DPD is an enzyme also called dihydropyrimidine dehydrogenase and it’s the main metabolic enzyme for a class of anti-cancer drugs called fluoropyrimidines which includes 5FU and capecitabine. This metabolic enzyme, DPD, is responsible for the inactivation of these drugs which means that there’s only a small proportion available for conversion to the active metabolites that result in the anti-tumour effect. However, around 5% of the population has a deficiency in this DPD enzyme so when those patients are treated with standard doses of fluoropyrimidine drugs they are at highly increased risk of developing severe treatment related toxicity as their exposure to these drugs will be highly increased due to the low DPD activity that these patients have.
Which is where the individualisation of doses comes in.
Yes, that’s exactly right.
How have you been approaching the individualisation process?
What we did in our study is that we genotyped all patients about to start with fluoropyrimidine-based chemotherapy and we screened for four genetic DPYD variants because these are the variants for which clinical relevance has been established. When patients carried one of these four variants they received initial dose reductions of the fluoropyrimidine drugs which was a 25% or 50% dose reduction. The amount of dose reduction dependent on the variant that was identified because these variants have a slightly different effect on the remaining amount of DPD enzyme activity.
How is that affecting the tolerability and adverse events?
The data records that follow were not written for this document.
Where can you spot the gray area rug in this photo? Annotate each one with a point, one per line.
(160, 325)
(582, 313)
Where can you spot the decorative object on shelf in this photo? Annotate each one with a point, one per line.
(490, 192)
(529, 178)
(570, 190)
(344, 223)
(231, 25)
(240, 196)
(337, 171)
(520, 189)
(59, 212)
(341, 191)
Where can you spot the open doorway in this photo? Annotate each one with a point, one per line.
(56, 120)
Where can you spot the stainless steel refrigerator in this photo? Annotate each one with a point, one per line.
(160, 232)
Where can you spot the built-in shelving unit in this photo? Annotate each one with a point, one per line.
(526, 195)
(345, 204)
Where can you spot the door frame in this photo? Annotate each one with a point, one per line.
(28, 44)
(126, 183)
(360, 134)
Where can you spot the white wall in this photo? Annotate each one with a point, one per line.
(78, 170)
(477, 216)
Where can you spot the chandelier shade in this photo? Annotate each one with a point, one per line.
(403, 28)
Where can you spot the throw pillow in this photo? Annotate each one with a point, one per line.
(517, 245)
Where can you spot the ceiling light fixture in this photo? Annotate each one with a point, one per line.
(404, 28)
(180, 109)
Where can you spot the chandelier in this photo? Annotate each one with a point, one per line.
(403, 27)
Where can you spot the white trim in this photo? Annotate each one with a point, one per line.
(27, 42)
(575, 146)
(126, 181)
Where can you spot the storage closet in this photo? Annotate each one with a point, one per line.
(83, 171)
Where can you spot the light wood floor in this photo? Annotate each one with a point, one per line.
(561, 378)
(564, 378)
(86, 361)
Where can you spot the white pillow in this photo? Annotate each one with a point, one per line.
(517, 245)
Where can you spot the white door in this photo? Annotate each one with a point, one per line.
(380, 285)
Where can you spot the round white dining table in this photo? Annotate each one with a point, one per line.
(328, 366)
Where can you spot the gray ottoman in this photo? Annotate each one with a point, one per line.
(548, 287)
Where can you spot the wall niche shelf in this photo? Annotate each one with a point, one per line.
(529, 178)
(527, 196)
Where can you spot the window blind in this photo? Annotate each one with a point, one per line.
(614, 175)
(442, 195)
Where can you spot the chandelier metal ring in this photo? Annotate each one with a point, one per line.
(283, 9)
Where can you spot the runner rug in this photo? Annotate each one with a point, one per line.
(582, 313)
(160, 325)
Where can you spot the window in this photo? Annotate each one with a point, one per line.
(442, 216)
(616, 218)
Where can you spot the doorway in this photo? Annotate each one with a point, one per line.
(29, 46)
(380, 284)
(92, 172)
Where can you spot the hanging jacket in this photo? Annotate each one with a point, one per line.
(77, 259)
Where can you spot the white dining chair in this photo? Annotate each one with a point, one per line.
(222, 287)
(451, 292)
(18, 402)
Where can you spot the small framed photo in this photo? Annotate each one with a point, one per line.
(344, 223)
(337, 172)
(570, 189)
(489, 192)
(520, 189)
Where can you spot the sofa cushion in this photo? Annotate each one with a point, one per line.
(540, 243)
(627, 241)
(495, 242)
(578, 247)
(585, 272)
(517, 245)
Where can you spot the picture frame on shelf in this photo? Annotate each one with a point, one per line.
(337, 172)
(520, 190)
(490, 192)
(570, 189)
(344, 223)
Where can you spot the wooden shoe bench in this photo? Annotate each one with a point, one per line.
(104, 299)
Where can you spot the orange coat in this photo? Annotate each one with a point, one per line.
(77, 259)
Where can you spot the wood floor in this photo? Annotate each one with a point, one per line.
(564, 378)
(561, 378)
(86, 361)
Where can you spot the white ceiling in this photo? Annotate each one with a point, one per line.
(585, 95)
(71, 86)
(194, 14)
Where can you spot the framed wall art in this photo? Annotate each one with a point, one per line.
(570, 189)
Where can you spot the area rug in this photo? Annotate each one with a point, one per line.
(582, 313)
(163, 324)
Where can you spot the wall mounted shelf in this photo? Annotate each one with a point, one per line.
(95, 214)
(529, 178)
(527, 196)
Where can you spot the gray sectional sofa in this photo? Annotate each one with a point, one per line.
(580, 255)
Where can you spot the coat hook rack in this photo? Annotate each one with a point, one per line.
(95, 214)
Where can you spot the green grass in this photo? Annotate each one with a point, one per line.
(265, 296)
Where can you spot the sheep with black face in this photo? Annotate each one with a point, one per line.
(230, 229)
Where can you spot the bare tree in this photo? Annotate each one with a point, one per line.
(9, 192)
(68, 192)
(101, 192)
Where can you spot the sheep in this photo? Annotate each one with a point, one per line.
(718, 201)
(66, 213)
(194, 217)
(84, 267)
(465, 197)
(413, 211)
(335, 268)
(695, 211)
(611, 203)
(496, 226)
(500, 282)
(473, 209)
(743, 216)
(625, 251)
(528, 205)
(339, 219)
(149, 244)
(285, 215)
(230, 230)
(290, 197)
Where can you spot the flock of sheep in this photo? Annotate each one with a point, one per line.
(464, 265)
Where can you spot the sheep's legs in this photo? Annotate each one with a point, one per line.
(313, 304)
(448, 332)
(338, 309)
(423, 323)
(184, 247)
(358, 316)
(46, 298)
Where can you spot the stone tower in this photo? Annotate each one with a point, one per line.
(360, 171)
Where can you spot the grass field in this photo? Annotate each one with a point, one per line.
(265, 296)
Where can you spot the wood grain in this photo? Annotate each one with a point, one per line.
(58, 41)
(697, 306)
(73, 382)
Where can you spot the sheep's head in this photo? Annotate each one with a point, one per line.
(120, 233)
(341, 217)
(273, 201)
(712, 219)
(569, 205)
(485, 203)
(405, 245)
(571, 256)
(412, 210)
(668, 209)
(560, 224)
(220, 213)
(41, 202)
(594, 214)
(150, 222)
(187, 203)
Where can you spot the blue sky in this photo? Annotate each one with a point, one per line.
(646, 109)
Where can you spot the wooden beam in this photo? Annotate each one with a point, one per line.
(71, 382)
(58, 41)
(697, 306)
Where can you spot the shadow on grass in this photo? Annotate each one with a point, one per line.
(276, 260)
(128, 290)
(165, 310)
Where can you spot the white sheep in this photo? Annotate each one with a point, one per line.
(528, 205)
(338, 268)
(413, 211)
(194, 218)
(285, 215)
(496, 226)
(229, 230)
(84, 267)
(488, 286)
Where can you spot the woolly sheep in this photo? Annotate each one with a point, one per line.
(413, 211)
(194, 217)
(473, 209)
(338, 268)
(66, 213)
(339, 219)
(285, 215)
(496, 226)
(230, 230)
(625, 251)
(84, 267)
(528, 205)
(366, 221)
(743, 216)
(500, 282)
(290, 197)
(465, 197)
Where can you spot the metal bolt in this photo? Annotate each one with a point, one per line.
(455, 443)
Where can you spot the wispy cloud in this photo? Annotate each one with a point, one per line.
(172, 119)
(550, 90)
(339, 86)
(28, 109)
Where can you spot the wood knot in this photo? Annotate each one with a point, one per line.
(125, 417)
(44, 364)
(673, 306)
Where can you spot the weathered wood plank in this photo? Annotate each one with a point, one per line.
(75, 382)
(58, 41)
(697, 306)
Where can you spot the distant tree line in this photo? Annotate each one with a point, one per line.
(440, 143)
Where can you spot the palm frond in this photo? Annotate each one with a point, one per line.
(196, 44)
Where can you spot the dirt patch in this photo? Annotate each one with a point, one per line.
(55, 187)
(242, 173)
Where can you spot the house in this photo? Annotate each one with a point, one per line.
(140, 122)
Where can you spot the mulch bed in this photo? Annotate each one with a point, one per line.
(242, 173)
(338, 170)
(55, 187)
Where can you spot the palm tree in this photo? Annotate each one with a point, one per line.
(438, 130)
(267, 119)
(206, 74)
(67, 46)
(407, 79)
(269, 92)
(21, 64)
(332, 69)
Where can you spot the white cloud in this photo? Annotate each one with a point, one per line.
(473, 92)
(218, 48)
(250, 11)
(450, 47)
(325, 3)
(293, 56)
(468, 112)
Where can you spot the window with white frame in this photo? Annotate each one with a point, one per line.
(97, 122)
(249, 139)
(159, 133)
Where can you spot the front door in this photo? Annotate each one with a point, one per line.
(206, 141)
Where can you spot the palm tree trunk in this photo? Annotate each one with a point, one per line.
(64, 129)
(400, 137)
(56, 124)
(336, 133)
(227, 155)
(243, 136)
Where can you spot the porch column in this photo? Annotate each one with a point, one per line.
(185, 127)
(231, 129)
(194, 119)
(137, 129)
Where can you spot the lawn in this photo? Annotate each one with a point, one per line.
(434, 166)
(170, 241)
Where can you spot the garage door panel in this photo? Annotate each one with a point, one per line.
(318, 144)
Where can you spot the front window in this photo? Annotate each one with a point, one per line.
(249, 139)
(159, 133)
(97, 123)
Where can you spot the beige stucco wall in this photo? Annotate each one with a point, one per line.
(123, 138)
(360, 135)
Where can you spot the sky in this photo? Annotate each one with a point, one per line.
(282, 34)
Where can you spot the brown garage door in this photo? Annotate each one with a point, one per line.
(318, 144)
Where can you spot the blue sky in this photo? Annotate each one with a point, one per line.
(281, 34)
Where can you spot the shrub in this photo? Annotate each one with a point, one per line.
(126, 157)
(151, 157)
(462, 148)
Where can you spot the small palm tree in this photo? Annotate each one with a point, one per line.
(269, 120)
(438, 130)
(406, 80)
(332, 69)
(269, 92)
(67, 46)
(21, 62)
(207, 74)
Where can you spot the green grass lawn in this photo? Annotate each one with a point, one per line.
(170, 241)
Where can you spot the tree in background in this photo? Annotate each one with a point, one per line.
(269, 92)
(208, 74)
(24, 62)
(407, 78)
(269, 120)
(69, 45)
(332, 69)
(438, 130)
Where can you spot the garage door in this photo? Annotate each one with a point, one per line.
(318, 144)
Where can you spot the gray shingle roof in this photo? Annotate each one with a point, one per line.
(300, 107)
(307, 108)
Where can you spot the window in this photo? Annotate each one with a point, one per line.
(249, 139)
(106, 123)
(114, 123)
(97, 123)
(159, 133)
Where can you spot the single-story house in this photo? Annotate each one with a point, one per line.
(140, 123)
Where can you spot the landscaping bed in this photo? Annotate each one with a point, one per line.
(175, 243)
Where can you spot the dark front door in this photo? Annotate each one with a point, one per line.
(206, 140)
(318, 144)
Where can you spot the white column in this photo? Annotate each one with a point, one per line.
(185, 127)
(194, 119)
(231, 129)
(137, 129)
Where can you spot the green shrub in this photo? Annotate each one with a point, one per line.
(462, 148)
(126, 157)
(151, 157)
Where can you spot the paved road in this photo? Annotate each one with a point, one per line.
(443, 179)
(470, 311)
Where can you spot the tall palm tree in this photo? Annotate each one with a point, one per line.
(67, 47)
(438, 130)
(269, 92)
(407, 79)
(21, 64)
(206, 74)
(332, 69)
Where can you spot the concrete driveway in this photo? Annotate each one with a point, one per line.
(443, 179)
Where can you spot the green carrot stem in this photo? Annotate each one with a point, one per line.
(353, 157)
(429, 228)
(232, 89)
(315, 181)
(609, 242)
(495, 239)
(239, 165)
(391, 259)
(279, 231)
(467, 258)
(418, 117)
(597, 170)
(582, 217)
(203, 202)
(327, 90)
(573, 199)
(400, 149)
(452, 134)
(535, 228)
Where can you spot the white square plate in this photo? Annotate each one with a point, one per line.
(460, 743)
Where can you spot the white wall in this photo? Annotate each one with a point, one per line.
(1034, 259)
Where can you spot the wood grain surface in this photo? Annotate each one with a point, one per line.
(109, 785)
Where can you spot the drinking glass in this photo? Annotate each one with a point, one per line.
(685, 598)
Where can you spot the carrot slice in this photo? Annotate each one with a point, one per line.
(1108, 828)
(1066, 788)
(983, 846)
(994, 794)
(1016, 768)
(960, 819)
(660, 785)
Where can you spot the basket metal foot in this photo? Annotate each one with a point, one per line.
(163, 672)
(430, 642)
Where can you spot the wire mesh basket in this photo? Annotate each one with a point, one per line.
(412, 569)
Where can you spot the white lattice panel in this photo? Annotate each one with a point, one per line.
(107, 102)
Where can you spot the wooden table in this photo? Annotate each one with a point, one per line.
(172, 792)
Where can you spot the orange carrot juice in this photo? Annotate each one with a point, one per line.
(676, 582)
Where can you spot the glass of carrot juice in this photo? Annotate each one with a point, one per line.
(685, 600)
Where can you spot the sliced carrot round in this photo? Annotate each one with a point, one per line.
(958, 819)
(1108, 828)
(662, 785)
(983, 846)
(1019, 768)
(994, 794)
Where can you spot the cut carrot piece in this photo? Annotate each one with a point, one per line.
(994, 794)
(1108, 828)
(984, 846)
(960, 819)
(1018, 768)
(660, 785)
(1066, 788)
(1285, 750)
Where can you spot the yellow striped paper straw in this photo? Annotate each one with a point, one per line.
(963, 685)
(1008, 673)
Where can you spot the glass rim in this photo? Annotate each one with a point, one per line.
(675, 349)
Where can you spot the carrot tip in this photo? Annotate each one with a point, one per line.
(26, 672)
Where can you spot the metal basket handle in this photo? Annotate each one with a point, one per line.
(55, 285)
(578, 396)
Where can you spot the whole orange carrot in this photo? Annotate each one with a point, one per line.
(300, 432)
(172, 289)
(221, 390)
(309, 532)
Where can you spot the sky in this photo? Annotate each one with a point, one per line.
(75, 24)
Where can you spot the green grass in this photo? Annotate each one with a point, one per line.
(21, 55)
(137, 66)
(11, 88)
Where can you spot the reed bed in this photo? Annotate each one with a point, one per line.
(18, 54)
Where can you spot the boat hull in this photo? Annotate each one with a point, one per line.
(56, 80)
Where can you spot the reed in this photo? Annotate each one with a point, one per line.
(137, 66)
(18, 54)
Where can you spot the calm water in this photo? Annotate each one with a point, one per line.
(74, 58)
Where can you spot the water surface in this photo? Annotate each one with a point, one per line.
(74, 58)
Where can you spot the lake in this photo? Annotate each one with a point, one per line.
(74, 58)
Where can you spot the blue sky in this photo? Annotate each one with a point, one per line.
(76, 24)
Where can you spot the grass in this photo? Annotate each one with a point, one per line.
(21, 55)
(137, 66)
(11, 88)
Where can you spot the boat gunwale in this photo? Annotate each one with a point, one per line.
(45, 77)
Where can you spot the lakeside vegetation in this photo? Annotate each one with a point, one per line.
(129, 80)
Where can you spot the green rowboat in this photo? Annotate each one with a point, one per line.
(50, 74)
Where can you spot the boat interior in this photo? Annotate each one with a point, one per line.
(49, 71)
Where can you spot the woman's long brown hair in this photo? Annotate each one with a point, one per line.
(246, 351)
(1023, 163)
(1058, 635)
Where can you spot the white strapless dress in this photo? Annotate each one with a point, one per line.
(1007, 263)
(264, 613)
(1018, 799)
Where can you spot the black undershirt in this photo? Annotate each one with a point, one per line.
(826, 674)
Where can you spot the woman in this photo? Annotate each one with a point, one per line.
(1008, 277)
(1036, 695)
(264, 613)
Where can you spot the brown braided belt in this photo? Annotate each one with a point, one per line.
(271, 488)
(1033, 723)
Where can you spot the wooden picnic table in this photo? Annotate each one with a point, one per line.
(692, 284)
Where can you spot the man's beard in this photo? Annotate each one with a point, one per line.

What we found out in our study, we screened over 1,100 patients for these variants and those patients that carried one of these four variants, that was 85 patients, were treated with a reduced dose, as I already mentioned. We saw that indeed this dose reduction reduced the toxicity risk so patients have less chance of developing severe side effects; there were no patients that died due to severe toxicity so that’s a really positive outcome. What we also saw is that the patients who received a 25% dose reduction still were at increased risk of developing toxicity so this amount of dose reduction that we applied seems to be a little bit too low for reducing the risk of toxicity to the background risk in wildtype patients.
How is that being weighed against the risk of disease progression by limiting the amount of chemotherapy?
It is true that a lot of physicians are afraid of under-dosing when you apply these dose reductions but we showed by pharmacokinetic analysis that the drug exposure in those patients that received the dose reduction was comparable to control patients without a DPD variant. So this suggests that indeed these patients are not under-dosed as the exposure of the drug is similar to control patients.
Could that then also be used to reduce the amount of drugs required for non-DPD deficient patients as well?
Yes, that will be a next step in our research, yes.
Speaking of next steps, where else do you plan to take this?
With this genotyping you can identify a large part of the DPD deficient patients but not all of them so more research is needed on other ways to investigate or to identify patients with DPD deficiency. So that can either be a more elaborate genetic screening or maybe phenotyping methods which are also being investigated for DPD deficiency.
What is really interesting about this project is that it was a nationwide study in the Netherlands in which 17 different hospitals participated and we were very happy with that because it shows that this genotyping strategy is feasible in clinical practice because all these hospitals participated and also continued with the screening after finishing the trial and made it standard of care. That’s eventually the aim of our project, to make DPYD genotyping standard of care.